The brain is constantly regenerating itself (neurogenesis) and is capable of repairing non-severe damage. Regular physical and mental exercise, healthy eating and so forth are just a few of the ways to strengthen your memories and keep your brain working at close to its maximum capacity.

While I accept it's possible that citalopram could have some effect on this, you have to understand I did a crapload of reading about this and I never once saw "SSRIs including citalopram have been linked to permanent memory loss", nor do I know anyone who suffered memory loss as a result of antidepressants.

It's more likely that your mental cloudiness is the natural and very, very common result of what you went through. High level depression and anxiety come as a terrible shock to a person and they will certainly screw you up until you learn to cope with them and move forward in life.

Also, factor in the very unpleasant memories of what you've been through. Your natural mental defences will try to scrub those out or guide you away from them in order to protect you from the pain they would cause if properly remembered.

I am VERY shocked at what your psychiatrist has told you and I am actually quite peed off that she does not appear to have told you about anything I've mentioned in this post. She sounds like she's doing half a job.

joannap
19-11-10, 17:57
how long have you been off them? i have been off them 5 weeks and feel my brain is not working to some degree lol - i am sure it is just discontinuation effects - they can last for several months. your body/mind will have got quite a shock coming off the cit even if you felt it was relatively easy x

suzy-sue
19-11-10, 18:48
Hi Ive never read or heard that in twp years of reading about it or looking on the internet .I have even asked someone in my family who is a perscribing Nurse in Mental health .It does seem to be a discontinuation effect as Joanna suggested .Try taking some 1000mg omega 3 fish oil ,it hels with Brain function .Its been proved it improves performance .Im sure you will find it returns to normal eventually .All the best Sue x

chickpea
20-11-10, 10:24
Wow! Thanks for your replies, guys.

I have to say, I was pretty shocked by her very blase attitude about it all.:ohmy:
I had never seen her before, and have now been signed off from the mental health team (yay!!), so won't get a chance to go back and take it up with her.

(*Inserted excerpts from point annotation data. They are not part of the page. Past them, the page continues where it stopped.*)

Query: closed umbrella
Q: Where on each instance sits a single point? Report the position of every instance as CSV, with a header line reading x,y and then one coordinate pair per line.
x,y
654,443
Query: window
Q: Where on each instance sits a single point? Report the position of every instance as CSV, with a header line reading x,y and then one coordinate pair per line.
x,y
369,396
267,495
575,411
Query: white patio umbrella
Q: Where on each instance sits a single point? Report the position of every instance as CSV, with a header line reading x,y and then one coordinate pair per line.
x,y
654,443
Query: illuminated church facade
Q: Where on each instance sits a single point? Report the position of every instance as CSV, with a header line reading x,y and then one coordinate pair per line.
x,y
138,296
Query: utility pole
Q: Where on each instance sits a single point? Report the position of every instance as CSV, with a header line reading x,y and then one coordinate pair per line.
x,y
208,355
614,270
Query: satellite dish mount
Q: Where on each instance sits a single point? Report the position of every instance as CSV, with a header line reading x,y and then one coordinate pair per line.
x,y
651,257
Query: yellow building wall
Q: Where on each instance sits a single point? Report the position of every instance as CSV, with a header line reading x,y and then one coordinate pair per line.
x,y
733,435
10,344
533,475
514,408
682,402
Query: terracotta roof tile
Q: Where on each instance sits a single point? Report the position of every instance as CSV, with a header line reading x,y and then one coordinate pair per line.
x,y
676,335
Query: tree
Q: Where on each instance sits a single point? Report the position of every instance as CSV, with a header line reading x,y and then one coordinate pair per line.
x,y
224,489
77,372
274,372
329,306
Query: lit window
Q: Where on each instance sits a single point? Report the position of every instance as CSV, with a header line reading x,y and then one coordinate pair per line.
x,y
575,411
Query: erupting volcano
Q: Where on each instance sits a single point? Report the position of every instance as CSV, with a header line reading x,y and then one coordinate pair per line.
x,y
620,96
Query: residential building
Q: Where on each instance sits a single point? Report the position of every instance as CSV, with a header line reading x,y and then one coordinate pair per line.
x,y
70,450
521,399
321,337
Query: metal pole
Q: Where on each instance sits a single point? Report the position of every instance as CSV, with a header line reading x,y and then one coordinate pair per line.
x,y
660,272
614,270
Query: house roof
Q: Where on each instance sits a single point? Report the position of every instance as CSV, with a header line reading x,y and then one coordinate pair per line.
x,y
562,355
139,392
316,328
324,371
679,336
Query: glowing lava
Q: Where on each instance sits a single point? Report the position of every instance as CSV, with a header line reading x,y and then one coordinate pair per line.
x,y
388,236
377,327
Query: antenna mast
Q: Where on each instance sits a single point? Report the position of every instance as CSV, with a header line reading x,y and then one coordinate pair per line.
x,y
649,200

I've been off the cit for about 6 or 8 weeks now, I guess. I did ask her whether it would take some time for my own brain chemicals to kick back in and she agreed that anti d's can take upto 6 weeks to work - therefore I could expect 6 weeks of readjustment once I was off them BUT that I may fnd I never get my memory back fully because of the medication and it's effect on the balance of the body. She did also say that of course, depression can dull the mind - but that wasn't the case in my case at the moment.

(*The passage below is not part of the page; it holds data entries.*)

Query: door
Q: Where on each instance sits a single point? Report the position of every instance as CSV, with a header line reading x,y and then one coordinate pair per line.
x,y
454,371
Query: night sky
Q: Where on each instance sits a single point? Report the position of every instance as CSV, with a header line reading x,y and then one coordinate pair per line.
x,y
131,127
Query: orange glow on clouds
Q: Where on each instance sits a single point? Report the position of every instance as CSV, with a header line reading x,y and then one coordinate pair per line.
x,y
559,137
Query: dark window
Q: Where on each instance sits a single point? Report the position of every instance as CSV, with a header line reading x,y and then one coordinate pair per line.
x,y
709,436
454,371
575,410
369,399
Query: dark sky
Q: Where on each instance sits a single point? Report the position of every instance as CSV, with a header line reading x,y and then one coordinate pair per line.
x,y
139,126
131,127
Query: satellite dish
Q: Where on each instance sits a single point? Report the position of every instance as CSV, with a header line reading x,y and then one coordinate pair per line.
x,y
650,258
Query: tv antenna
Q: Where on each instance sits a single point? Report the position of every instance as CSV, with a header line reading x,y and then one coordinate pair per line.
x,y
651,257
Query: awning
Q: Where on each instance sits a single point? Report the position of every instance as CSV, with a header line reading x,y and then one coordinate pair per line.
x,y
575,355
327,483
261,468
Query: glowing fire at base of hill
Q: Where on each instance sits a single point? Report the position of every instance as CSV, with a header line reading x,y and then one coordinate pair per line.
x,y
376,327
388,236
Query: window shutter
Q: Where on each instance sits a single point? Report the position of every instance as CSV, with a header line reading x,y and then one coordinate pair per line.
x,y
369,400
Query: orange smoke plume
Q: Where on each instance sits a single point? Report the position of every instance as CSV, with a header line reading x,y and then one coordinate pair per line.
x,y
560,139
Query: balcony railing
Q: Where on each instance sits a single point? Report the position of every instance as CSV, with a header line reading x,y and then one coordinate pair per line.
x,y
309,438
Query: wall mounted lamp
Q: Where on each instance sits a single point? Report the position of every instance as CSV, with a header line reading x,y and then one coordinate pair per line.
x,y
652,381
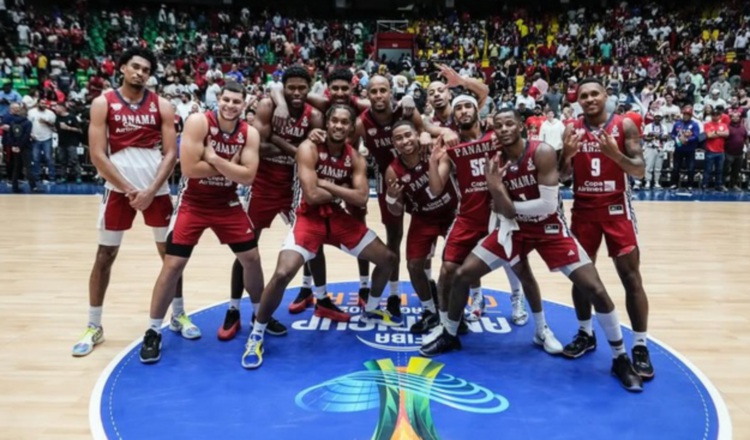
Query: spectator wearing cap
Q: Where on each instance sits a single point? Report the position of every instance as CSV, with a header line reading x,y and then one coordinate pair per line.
x,y
716,135
733,148
534,124
8,96
17,145
685,133
42,128
714,99
655,139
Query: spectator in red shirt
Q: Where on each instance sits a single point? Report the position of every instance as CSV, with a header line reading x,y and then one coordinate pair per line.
x,y
716,135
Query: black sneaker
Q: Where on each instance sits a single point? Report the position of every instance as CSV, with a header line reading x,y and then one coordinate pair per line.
x,y
151,347
642,362
394,305
325,308
442,344
434,294
427,322
581,344
303,300
623,369
274,327
364,293
231,325
463,328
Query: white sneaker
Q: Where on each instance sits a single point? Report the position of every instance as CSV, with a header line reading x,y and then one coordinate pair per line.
x,y
519,316
432,335
91,337
185,326
476,310
548,341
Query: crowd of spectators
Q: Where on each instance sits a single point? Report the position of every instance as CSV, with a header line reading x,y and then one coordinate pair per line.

I am finding things doublly hard because I was put on massive amounts of steroids for my Crohn's over the summer and they made me feel invincible - but I have had to come off them at the same time as the cit, and feel physically deflated too.

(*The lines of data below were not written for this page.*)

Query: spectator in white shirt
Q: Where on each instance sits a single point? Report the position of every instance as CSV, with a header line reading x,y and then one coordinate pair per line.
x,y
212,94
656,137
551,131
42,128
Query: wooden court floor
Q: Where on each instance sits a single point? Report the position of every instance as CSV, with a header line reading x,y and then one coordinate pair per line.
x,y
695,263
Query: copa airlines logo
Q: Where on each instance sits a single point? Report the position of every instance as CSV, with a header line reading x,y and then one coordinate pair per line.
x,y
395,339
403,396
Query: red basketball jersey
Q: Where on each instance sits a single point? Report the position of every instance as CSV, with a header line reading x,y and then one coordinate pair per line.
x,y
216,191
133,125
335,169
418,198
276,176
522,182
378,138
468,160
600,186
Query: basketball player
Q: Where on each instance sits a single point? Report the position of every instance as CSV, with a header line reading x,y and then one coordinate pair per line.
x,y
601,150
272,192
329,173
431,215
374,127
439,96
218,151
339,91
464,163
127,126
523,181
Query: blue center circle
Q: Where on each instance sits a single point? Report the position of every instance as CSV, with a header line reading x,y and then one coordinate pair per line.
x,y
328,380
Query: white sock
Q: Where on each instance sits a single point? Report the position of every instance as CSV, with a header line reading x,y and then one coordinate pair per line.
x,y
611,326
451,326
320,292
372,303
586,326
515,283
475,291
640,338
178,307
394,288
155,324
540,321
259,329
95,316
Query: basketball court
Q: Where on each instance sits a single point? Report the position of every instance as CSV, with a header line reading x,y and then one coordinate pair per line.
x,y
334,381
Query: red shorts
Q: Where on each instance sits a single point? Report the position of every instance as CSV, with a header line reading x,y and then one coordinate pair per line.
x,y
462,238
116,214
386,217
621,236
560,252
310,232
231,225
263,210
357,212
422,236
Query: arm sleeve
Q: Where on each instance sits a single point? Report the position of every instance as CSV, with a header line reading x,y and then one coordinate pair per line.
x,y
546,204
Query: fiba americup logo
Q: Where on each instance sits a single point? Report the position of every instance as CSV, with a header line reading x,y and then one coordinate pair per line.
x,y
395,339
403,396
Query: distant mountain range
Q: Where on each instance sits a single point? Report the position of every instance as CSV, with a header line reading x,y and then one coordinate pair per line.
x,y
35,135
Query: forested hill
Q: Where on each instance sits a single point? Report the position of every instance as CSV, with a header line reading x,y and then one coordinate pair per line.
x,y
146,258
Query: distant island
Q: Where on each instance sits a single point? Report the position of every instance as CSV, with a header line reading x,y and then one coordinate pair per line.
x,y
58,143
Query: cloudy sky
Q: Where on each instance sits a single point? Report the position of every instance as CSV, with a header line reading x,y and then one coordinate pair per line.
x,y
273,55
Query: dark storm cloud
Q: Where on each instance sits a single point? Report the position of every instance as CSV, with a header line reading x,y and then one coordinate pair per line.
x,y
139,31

I took the Edinburgh scale test this week, and it indicated no depression and slightly raised anxiety - but the psych said that I was almost certainly just someome who would always read above average for anxiety as that's the way I'm built. I agree with her, actually - I am a natural-born worrier, but it's not the same as anxiety in the form I've recovered from.

I do remember reading a couple of articles online written by "survivors" of Cit, where both people said that cit had had a profound negative effect on them and they had taken upto 2 years to fully recover from the after-effects.:ohmy::ohmy::ohmy::ohmy:

Let me say this - I am definitely not the person I was before I took it. In the same waythat I felt "artificial" when I was on the steroids, I feel out of synch chemically atm.